Our group has been developing an objective quality estimation model that takes 2D video quality for left and right views, which is derived from a 2D video quality objective estimation model, as input. Video quality is denoted as a mean opinion score (MOS), where 2D video quality for the left view is denoted as MOS-L, 2D video quality for the right view is denoted as MOS-R, and the difference in video quality for left and right views is denoted as
dMOS-LR (= ABS(MOS-L – MOS-R)).
We compared the performance of our model with that of a conventional model used to calculate the average 2D video quality for left and right views. Table 1 lists the performance values of our model and the conventional model, i.e., the root mean square errors in the range of
0 ≤ dMOS-LR ≤ 1 and 1 < dMOS-LR.
The results show that our model can estimate 3D video quality in the range of
1 < dMOS-LR,
more accurately than the conventional model can.

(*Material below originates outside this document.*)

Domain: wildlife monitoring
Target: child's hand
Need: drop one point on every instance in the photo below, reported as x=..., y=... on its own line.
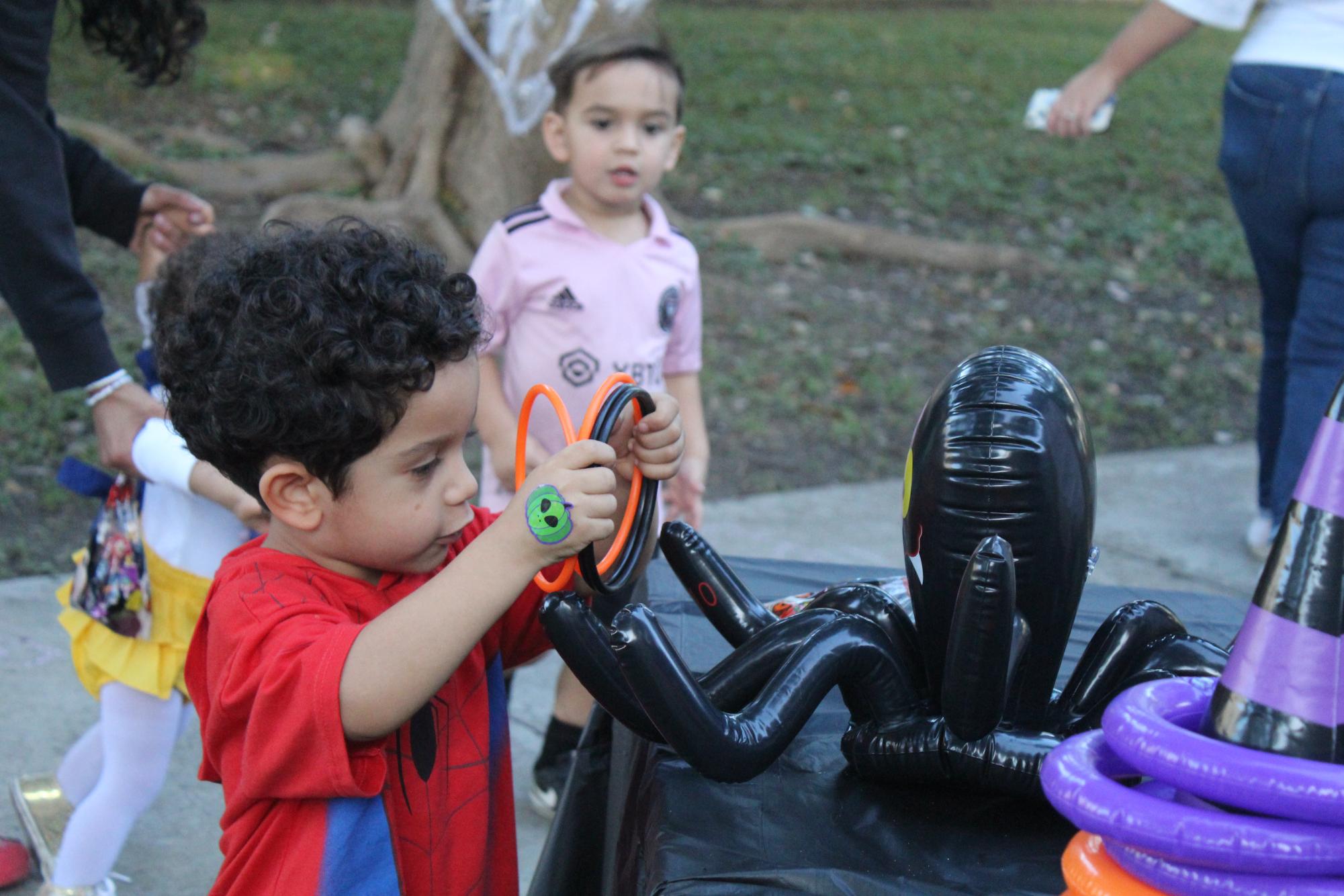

VQEG is also investigating a 3D video quality objective estimation model and discussing a test plan that will be used to verify the validity of such future models.

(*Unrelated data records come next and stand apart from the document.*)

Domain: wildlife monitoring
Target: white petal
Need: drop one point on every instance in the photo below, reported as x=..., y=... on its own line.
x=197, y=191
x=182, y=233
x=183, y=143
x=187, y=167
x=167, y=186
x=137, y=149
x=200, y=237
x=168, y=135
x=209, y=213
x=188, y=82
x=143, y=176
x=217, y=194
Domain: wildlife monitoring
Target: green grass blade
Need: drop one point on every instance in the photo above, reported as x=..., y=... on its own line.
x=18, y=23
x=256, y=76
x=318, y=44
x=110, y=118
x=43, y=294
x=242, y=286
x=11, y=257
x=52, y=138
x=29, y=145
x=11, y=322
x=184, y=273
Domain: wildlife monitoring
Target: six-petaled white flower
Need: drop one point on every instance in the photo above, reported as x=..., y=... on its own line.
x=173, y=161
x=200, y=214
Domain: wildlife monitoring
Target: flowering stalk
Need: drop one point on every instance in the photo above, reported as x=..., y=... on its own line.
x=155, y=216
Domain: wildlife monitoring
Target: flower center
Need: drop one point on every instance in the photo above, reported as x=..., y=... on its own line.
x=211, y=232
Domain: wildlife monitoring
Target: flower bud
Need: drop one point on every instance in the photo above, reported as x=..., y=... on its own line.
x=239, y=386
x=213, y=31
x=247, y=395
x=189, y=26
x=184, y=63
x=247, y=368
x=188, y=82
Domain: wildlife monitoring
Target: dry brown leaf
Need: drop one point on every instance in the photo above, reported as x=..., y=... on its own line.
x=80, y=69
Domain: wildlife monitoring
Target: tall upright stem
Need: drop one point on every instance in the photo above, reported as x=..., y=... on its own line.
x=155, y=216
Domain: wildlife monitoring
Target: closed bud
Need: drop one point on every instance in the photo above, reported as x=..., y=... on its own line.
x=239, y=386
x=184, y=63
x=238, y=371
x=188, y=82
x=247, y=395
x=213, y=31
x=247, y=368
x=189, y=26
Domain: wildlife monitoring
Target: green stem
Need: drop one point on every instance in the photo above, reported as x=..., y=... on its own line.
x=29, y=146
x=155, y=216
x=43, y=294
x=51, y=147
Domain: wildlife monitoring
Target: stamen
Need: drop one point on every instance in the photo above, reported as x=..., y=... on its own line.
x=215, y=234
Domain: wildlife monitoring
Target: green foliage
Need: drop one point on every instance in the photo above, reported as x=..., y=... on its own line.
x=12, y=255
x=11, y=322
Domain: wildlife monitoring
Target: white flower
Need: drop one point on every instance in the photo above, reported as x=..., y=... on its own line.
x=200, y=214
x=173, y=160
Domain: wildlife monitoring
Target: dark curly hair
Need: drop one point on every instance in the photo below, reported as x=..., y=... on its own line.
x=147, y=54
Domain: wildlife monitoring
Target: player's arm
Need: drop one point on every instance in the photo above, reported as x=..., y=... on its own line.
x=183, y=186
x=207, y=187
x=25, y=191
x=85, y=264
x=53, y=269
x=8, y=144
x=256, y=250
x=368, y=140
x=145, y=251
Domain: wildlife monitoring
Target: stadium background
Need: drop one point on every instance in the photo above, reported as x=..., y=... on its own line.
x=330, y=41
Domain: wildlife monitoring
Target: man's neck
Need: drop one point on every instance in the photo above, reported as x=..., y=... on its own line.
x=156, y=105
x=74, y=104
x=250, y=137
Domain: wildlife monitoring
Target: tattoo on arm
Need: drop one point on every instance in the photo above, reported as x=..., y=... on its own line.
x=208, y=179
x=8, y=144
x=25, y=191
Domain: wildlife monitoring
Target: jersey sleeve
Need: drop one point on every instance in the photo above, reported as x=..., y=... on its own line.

The introduction of 3D video has enabled service providers to provide a new visual experience, e.g., depth perception, to users. However, some users have complained of visual discomfort and fatigue from watching 3D video. Therefore, it is important to clarify factors that affect QoE and to develop a model to estimate QoE in order to provide high-QoE 3D video. Our group has been investigating subjective assessment methodologies for 3D video quality and fatigue as well as an objective quality estimation model. We plan to propose our model to VQEG in the future. We will also develop subjective and objective quality assessment methods for QoE other than that for 3D video quality using biological information. We will promote the practical use of these methods, which will contribute to providing a safe and pleasant 3D video streaming service.